Чуть выше под кедром остатки чушки: челюсти и копыта. Все остальное было перемолото крепкими, как жернова, зубами тигра и нашло приют в его желудке. После обильной трапезы царственный хищник, похоже, нежился, барахтаясь в снегу, чистил когти — кора дерева в свежих царапинах.
По всей видимости, тигр напал на спящий табун. Позже Лукса подтвердил, что по ночам, когда усиливающийся мороз не располагает ко сну, тигры охотятся, а днем, выбрав удобное место, чутко дремлют на солнцепеке.
Тигр, или, как его здесь называют, «куты-мафа», по традиционным представлениям удэгейцев — их великий сородич, священный дух удэ. Относятся они к нему почтительно и убеждены, что человека, убившего тигра, обязательно постигнет несчастье, а того, кто хоть чем-то помог ему, — ждет удача.
День пролетел так незаметно, что, когда между туч показался оранжевый шар солнца, уже задевший нижним краем сопку, я глазам не поверил и поспешно заскользил по накатанной лыжне к стану.
Тяжело, медленно встает рассвет над промерзшими мышцами хребтов. Когда на востоке чуть затлела, разгораясь, полоска неба, я уже шагал в сторону Маристой пади, где расставлены капканы на приманку.
Как и прежде, во всех пусто, хотя к большинству хаток соболь подходил. «Любопытный, — раздраженно думал я. — Интересуется, видите ли… А нет, чтоб в хатку зайти». Поскольку все следы были трех-, четырехдневной давности, я сделал вывод, что это наследил не местный, а проходной соболь. Поэтому, сняв капканы, новые настораживать не стал.
На выходе из пади кто-то метнулся через лыжню в чащу. Кабарга! Такая крошка, а прыгает словно кенгуру.
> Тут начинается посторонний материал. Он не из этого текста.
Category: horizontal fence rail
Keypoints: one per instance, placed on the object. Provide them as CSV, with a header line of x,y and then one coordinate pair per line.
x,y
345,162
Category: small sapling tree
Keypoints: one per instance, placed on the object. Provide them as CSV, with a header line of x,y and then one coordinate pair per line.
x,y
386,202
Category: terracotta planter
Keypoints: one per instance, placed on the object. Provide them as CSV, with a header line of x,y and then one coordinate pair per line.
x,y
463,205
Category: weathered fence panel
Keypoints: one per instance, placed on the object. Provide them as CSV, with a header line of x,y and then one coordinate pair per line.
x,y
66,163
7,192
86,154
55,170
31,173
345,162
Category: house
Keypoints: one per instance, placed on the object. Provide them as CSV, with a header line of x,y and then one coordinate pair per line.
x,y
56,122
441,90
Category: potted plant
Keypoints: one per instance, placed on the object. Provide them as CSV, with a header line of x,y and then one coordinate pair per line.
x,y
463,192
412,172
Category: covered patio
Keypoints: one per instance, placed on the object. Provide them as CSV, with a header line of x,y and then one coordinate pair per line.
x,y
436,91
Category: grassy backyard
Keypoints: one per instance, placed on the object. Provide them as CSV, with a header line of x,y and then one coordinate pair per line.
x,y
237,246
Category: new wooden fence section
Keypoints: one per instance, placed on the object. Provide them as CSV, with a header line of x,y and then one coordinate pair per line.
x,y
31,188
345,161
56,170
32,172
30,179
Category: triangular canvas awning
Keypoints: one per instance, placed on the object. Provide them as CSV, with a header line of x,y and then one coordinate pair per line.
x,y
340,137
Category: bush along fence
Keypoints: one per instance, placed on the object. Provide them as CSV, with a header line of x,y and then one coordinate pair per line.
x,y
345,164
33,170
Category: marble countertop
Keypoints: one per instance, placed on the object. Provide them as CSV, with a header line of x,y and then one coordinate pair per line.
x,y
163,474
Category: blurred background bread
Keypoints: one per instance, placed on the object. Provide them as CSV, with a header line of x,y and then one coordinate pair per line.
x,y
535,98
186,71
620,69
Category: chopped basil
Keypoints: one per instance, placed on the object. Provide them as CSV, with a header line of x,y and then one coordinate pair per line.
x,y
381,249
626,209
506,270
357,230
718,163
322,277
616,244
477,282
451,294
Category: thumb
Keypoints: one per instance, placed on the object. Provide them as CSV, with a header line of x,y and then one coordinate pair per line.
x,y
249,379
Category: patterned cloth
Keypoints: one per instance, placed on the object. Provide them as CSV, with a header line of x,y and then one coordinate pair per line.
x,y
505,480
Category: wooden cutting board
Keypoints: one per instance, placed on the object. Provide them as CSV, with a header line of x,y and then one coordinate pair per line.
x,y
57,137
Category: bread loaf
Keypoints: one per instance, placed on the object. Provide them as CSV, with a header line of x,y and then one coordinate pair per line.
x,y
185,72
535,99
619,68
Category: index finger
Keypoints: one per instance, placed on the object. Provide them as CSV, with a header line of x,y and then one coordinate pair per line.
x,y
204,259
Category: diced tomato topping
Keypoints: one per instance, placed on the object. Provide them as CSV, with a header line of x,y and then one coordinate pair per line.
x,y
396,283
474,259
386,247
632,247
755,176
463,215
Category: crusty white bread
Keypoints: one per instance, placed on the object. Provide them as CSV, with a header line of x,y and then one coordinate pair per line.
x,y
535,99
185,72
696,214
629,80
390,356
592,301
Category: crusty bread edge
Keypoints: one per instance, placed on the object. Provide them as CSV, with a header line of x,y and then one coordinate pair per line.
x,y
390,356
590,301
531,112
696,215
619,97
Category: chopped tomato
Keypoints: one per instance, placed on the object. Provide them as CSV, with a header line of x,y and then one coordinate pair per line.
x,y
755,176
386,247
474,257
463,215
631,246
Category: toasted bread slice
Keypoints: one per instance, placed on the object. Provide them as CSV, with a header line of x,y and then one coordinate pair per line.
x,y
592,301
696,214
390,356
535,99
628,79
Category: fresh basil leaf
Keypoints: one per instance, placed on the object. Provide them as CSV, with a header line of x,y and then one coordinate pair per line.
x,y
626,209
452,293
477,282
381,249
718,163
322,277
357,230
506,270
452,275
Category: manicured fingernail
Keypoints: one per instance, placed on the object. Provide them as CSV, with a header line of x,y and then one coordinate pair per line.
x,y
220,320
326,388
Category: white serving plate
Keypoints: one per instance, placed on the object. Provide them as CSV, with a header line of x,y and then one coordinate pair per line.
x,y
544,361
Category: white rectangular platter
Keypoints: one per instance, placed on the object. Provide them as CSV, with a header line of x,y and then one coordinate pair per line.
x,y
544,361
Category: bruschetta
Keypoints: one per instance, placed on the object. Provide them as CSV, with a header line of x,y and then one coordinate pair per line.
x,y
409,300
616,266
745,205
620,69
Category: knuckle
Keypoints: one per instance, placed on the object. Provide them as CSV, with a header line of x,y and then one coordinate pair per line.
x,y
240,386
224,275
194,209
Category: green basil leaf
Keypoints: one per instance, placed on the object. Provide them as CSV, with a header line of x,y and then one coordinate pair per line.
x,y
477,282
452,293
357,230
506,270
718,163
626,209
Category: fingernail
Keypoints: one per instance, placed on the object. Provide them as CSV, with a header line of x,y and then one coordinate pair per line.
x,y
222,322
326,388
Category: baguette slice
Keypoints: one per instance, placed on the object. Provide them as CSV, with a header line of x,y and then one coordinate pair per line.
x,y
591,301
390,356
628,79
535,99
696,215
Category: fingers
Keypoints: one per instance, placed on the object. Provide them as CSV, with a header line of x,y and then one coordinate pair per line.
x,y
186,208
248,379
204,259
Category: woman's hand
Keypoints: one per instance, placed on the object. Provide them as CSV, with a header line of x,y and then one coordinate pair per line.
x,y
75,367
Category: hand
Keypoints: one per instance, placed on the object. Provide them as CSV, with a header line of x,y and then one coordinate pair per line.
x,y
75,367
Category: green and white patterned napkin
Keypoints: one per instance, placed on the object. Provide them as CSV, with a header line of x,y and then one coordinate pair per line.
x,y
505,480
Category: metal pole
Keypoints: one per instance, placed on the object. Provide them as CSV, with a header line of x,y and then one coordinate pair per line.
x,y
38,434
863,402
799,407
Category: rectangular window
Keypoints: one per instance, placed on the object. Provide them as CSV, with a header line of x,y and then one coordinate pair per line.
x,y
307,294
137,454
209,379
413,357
Лукса принес двух соболюшек. Одна темно-коричневая, другая почти бежевая. Оба зверька добыты на одном участке, а по цвету так резко отличаются. Что интересно, за темного он получит вдвое больше, чем за светлого, хотя тех и других ловить одинаково тяжело. Выходит, что охотник за один и тот же труд получает разную плату. Чем больше поймаешь темных соболей, тем больше заработаешь. Такая ценовая политика способствует осветлению расы. Особенно в тех местах, где соболей промышляют с лайкой: промысловик костьми ляжет, а возьмет «казака» — черного соболя, ибо получит за него в три раза больше, чем за светлого.
Вот это день! Вот это удача! Пудзя с несказанной щедростью одарил меня за упорство и долготерпение. Как говорится, не было ни гроша, да вдруг алтын. Степень моей радости легко представить, если вспомнить, что за прошедшие сорок пять дней колонок — мой единственный трофей. Зато сегодня… Но все по порядку.